If you could you’d live in the used book shops. In fact, your home is slowly turning into one. Your bedroom is floor to ceiling with books! You’ve read most of them, but there are others still waiting to be read and still you go to the used book shop to see more. It’s an addiction, a terrible terrible addiction and yet, its harmless.

Bibliomania

Bibliomania:  obsessive–compulsive disorder which involves the collecting or hoarding of books.

It was an addiction she told herself, but surely it had to be one of the better ones?

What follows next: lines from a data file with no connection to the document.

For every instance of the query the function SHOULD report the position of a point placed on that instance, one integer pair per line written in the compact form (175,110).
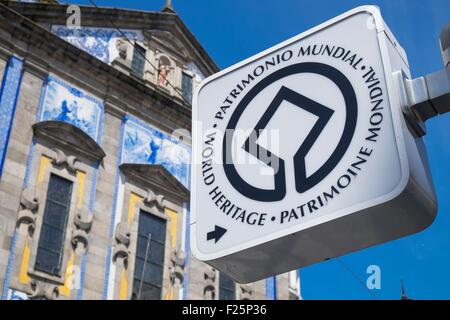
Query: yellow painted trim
(23,273)
(123,286)
(65,289)
(173,226)
(134,199)
(81,179)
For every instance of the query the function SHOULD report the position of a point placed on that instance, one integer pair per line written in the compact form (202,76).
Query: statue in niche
(163,71)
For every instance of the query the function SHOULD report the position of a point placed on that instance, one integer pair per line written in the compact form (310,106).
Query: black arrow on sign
(216,234)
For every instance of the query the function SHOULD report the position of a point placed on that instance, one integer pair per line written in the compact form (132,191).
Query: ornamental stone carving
(43,290)
(209,290)
(246,291)
(83,223)
(28,207)
(61,159)
(122,236)
(153,199)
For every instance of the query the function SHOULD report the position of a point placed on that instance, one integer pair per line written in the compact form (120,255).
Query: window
(149,266)
(138,62)
(51,240)
(227,287)
(186,87)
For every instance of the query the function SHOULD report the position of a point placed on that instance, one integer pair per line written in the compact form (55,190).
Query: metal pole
(143,267)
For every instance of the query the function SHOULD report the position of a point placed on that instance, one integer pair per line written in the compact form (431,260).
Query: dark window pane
(227,287)
(148,269)
(186,87)
(51,241)
(138,62)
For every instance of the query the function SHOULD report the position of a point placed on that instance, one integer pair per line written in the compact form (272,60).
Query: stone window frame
(134,225)
(67,245)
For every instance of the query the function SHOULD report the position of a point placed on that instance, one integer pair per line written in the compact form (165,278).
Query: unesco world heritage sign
(302,153)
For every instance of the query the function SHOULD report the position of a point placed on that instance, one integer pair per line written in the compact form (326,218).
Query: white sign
(301,153)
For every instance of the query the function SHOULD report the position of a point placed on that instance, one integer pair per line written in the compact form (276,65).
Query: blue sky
(232,30)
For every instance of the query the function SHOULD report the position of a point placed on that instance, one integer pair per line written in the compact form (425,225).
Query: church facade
(95,152)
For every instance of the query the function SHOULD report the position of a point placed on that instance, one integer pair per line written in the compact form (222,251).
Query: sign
(301,153)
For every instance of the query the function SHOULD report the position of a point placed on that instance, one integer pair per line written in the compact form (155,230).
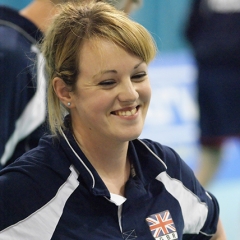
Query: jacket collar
(146,165)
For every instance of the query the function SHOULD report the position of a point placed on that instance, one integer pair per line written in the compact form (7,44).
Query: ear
(62,91)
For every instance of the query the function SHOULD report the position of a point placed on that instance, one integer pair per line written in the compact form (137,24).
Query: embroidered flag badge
(162,226)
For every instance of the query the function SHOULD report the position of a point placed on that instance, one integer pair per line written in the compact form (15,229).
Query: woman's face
(112,93)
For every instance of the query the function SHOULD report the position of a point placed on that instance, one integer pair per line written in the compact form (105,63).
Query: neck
(40,13)
(110,161)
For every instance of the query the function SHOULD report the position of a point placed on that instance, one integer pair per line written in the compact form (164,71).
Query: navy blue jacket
(53,192)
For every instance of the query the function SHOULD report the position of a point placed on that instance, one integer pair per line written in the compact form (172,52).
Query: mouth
(128,112)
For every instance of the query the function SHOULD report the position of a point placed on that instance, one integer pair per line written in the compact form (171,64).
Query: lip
(126,112)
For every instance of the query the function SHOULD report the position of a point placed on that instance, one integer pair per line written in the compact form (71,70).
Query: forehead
(100,54)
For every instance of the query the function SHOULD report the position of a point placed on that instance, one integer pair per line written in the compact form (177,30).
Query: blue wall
(165,19)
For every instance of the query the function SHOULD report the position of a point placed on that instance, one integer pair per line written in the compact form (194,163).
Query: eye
(107,83)
(139,76)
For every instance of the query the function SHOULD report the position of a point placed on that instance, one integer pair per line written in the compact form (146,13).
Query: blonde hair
(80,22)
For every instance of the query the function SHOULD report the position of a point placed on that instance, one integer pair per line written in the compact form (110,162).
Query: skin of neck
(40,12)
(109,159)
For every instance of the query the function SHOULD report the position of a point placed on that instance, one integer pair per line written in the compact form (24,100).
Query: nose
(128,91)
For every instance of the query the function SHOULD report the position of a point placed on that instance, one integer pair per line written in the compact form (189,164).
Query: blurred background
(173,114)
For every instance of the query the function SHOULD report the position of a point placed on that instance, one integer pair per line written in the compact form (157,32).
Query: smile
(126,113)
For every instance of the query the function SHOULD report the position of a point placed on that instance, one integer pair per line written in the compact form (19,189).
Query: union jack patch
(162,226)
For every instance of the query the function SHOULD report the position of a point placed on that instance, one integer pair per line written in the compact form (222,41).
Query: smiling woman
(93,178)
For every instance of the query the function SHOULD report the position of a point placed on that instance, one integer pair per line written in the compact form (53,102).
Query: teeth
(126,113)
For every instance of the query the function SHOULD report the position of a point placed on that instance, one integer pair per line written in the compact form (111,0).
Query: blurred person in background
(22,81)
(213,31)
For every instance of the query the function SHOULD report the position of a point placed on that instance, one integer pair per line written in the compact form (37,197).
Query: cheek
(146,92)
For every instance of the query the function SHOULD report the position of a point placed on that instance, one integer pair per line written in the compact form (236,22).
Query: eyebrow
(114,71)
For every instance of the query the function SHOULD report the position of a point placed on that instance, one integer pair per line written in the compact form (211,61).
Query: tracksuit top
(53,192)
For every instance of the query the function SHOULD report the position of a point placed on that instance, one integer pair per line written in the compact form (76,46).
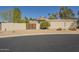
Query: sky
(36,11)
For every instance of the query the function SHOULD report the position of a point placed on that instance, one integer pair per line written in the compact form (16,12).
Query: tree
(78,20)
(66,13)
(16,15)
(26,19)
(44,24)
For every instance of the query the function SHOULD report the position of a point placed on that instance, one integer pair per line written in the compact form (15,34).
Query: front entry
(31,26)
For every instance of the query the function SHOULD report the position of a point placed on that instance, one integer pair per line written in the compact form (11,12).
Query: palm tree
(66,13)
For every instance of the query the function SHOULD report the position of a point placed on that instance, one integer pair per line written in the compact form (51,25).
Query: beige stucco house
(54,24)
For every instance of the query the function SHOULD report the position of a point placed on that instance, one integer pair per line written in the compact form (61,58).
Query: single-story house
(54,24)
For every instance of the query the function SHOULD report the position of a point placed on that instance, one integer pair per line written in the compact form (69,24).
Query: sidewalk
(35,32)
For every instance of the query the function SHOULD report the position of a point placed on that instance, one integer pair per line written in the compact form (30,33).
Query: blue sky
(36,11)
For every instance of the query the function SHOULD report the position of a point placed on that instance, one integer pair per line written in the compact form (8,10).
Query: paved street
(41,43)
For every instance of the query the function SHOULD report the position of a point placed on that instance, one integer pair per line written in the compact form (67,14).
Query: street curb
(18,35)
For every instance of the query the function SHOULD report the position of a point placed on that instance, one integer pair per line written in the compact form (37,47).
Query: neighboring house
(54,24)
(62,24)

No harm had ever come to her, beside from a paper cut, a handful of scary dreams and the one time she almost tripped. It wasn’t the same as being completely obsessive with clothes, shoes and designer labels like some of her friends were. Nor, did she feel that she was spending all of her money or wasting it. In fact, she felt that it enriched her life. She could travel to so many counties and worlds, different periods of time and meet a whole range of peoples. Also, she liked experiencing the full spectrum of emotions without the events truly happening to her.

She couldn’t stop herself from going into shops to search amongst the shelves or looking through crumbled cardboard boxes outside and inside. She never seemed to be looking for anything in particular; just whatever grabbed her and her hands picked up. She would take them home and find a place within her steadily filling up rented house. That was all she seemed to have a first glance. There was no TV or dining room table, but she had a computer, a desk and everything else. Each room also had a category and her organisation was based on the library one – the Dewey Decimal system.

She did actually spend nearly all of her free time reading, so it wasn’t as if they were just left for years on end. The issue was separation when she came to the end. There were some she could never be parted from and others she could easily be, but she just couldn’t release them. She panicked about what would happen to them and where would they end up. The idea that they could be burnt or abandoned in the rubbish dump tortured her, so she only tended to let one go if she had first assured herself about its new owner. If she didn’t feel so attached them, she had once told herself, she would turn her house into a public library.